His original family abandoned him at a kennel; because he was such an exemplary dog, the kennel owner was determined to find him the most loving home.  For two years before my husband and I adopted him, Logan was incarcerated, a prisoner who’d committed no crime.  After being so betrayed by his people, he could have grown snappish or sullen.  But when we met him, he stood behind his barred gate looking fearless and regal, his tail wagging gently, his exquisite brown eyes shining.

He’d had no idea what his future might be; but he’d not lost heart, and he’d bravely met each day.  Last summer he also bravely met the terrible pain of his injury and surgery without complaining once.

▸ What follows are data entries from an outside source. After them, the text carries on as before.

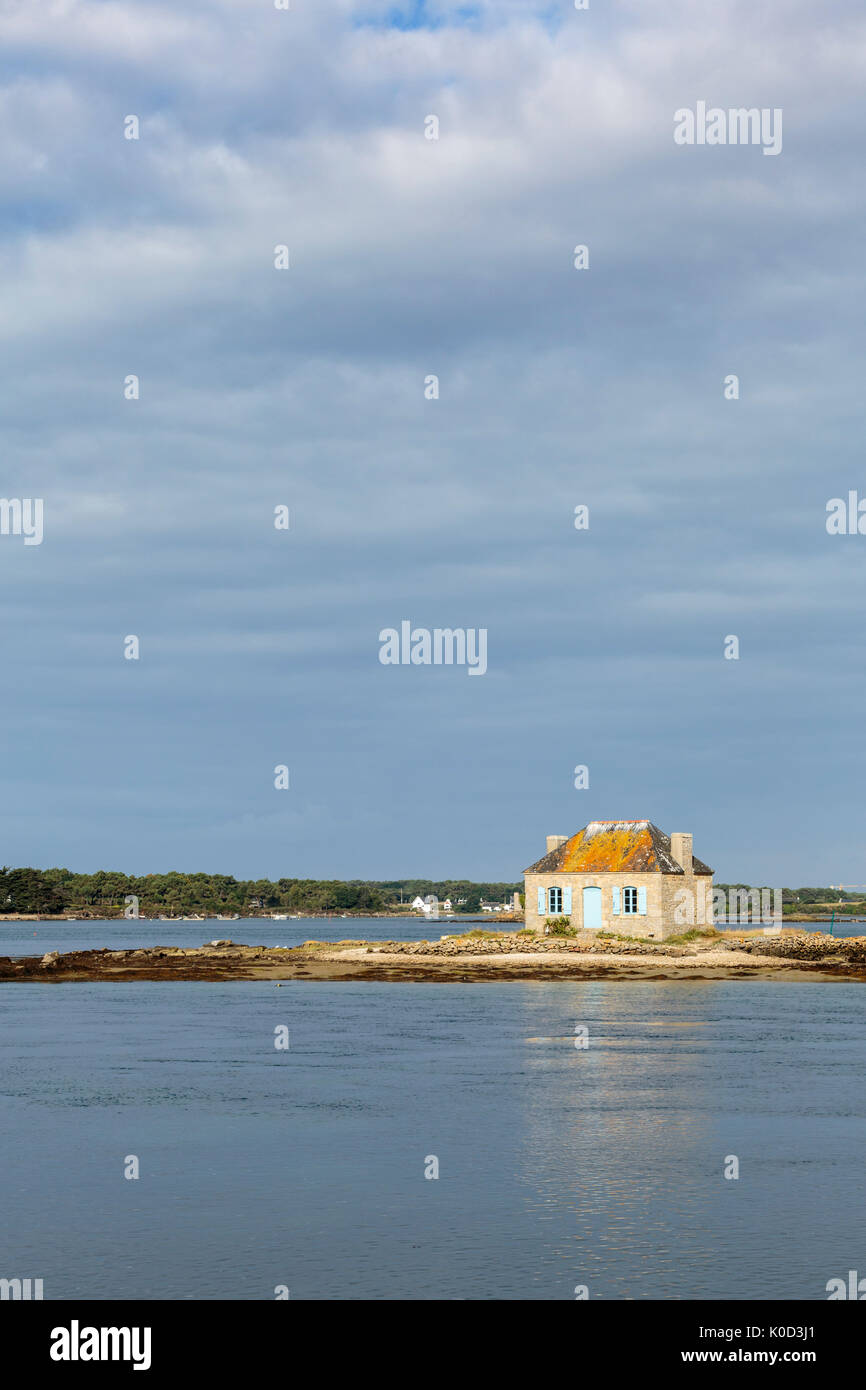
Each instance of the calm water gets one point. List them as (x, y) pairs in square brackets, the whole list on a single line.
[(38, 937), (556, 1166)]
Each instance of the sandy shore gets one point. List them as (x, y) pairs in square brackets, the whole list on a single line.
[(795, 957)]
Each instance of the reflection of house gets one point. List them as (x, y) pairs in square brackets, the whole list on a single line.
[(615, 875)]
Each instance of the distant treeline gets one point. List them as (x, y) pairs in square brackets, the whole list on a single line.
[(806, 900), (103, 893)]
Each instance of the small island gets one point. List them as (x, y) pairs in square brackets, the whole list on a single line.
[(477, 957)]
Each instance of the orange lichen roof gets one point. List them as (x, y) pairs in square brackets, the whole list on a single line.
[(615, 847)]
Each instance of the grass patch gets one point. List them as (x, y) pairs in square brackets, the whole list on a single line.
[(560, 927)]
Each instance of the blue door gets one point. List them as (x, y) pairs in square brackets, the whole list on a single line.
[(592, 906)]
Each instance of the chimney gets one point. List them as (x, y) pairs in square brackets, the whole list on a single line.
[(681, 851)]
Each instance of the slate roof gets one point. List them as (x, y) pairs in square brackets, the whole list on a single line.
[(615, 847)]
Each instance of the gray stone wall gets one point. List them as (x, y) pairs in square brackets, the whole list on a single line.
[(660, 900)]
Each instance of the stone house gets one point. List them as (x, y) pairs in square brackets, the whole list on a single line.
[(619, 876)]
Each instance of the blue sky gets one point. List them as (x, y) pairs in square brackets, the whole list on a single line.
[(306, 387)]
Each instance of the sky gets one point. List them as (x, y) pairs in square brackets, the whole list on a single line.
[(260, 387)]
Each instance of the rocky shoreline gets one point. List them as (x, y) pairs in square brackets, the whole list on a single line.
[(508, 957)]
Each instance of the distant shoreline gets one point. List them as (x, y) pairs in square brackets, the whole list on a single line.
[(466, 959)]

So perhaps the lesson I’m supposed to learn from Logan is to walk bravely down my path without knowing where it’s leading.  To cultivate the mettle to handle whatever comes.  To tuck past hurt in dark corners of my mind and live only in the present’s light with courage.  Tall orders, but truly worthy ones.

I believe all our animals have much to teach us if we only open our eyes and see.  What lesson is yours trying to get through to you?  As you search for the answer, you might be surprised.

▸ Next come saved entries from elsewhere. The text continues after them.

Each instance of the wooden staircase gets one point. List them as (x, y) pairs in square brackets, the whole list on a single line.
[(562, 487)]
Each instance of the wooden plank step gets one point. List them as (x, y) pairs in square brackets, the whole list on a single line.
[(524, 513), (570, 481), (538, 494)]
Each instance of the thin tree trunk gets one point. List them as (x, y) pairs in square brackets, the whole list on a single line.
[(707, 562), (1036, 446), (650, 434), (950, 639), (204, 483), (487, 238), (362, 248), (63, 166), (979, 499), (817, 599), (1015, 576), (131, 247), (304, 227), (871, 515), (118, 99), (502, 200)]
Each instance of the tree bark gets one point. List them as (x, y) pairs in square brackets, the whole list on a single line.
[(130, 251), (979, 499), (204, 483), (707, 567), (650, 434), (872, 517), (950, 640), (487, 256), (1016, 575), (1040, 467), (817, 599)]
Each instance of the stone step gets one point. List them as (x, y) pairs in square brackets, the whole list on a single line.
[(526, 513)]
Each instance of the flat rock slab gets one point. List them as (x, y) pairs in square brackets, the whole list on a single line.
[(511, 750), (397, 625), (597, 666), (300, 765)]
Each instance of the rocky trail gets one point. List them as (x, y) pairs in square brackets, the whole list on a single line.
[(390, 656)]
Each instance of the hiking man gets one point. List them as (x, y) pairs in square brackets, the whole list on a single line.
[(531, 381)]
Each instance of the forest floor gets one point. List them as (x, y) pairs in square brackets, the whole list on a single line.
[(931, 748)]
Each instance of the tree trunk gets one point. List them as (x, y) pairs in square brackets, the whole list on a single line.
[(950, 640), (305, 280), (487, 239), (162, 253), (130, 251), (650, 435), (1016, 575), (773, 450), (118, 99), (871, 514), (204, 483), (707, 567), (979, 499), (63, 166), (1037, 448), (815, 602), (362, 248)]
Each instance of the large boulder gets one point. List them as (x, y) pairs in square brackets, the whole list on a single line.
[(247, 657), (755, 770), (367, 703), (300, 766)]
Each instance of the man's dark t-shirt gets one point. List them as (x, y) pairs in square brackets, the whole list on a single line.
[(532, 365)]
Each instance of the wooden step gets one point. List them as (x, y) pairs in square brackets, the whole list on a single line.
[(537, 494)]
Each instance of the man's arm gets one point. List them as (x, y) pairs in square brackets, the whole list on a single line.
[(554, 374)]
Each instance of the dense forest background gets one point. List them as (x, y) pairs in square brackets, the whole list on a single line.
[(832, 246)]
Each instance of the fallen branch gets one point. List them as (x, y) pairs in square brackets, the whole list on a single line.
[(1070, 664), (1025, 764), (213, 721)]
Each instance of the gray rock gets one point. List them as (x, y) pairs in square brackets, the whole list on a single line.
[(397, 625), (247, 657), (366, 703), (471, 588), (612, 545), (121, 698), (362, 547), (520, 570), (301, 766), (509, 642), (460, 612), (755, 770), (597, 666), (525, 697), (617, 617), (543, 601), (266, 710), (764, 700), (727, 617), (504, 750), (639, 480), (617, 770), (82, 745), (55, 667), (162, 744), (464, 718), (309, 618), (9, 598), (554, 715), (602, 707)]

18 Responses to “Learning from Animals”


  1. 1 Nancy Furstinger (@AnimalAuthor) May 24, 2012 at 12:31 PM

    How is handsome Logan doing? The vet wants Bosco Bear (the young rottie with severe hip dysplasia who I recently adopted) to swim…I’m hoping lab Lacy (now 12) will show him how in the lake. Bosco went from being afraid to get one toe wet to going up to his chest in 2 months so there’s hope!

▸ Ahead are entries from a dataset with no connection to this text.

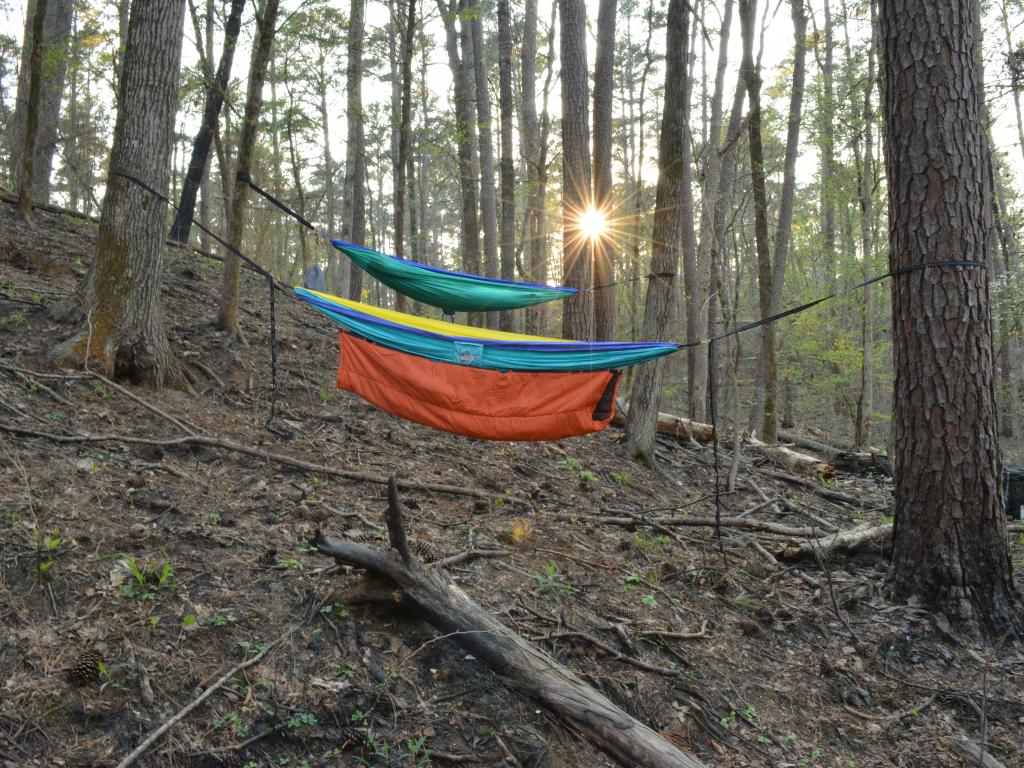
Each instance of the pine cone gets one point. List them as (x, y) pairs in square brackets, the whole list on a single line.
[(350, 738), (427, 551), (86, 668), (268, 557)]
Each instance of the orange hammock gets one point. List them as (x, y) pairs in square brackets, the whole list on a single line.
[(475, 401)]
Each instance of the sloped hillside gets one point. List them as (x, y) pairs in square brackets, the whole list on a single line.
[(154, 532)]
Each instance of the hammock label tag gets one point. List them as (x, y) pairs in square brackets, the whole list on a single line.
[(468, 354)]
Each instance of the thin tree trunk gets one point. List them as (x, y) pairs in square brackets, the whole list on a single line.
[(227, 318), (949, 537), (604, 272), (28, 148), (354, 205), (215, 91), (465, 124), (488, 211), (56, 34), (123, 334), (507, 318), (577, 310), (752, 78), (666, 236)]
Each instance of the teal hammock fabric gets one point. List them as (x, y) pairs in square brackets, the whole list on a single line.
[(392, 330), (453, 292)]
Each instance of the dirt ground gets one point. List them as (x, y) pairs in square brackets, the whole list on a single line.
[(176, 563)]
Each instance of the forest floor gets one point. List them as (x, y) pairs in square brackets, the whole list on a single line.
[(177, 563)]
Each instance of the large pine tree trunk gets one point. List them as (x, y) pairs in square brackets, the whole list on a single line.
[(227, 318), (53, 68), (577, 320), (666, 237), (949, 539), (353, 215), (123, 333), (204, 137), (506, 320), (604, 272)]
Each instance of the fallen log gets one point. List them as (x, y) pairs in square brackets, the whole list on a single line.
[(674, 426), (427, 592), (862, 539), (843, 460), (792, 460)]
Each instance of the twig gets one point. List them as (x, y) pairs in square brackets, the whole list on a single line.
[(239, 448), (183, 712)]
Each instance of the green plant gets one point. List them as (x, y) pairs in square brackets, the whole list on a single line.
[(551, 581), (148, 579), (623, 478)]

    • 2 Kristin von Kreisler May 24, 2012 at 12:44 PM

      Logan isn’t wild about swimming, but he does it. It’s been a miracle. His injured leg is strong now, and he is much more limber. His hip dysplasia seems much better, too. I hope Bosco Bear gets into the lake soon! Give him a nudge.

  2. 3 HektorHaus German Shepherds April 29, 2012 at 8:01 PM

    I think that was the most well written story on a GSD I’ve ever seen. They are amazing dogs. Thank you so much for sharing and for giving Logan a wonderful life.

  3. 5 elsawatson April 5, 2012 at 5:27 PM

    Oh, Kristin, what a beautiful post about Logie. He’s so wonderfully gentle – and brave, as you say. I hope you’ll also blog about his ultra-creative frisbee game and the way he demands that John play it correctly! :)

  4. 7 Suzanne H. Kerr April 3, 2012 at 6:31 AM

    Kristin, Having met Logan, we read your Logan piece with special interest. You’ve described his character so well. We know that watching him suffer through his injury and therapy was equally painful for you and John. Hopefully Logan will spend the rest of his many, many months (I’m sure) in relative comfort basking in your love. He’s an elegant animal.
    Suzy and David

  5. 9 Lisa Di Nicola and Admiral April 1, 2012 at 8:47 AM

    It shames me to look at my character compared to Logan. Your post opened my eyes. Cherish every moment this gentle beast has left at your side.

  6. 11 Mary Garland April 1, 2012 at 6:38 AM

    It’s truly a gift what our animals teach us. My 3 rescue beagles teach me things on a daily basis, and they never cease to amaze me! I think I learn more from them than most humans.

  7. 13 Bill April 1, 2012 at 12:02 AM

    Lovely, Kristin, thanks

  8. 15 Andrea Warren March 31, 2012 at 6:16 PM

    Just beautiful, Kristin. I’m going to pay some special attention to my cat and see what she has to say.

    Andie

  9. 17 Kathryn Renner March 31, 2012 at 6:13 PM

    What a lovely, tender meditation as your dog enters his final stretch. Both your dog and you are very special.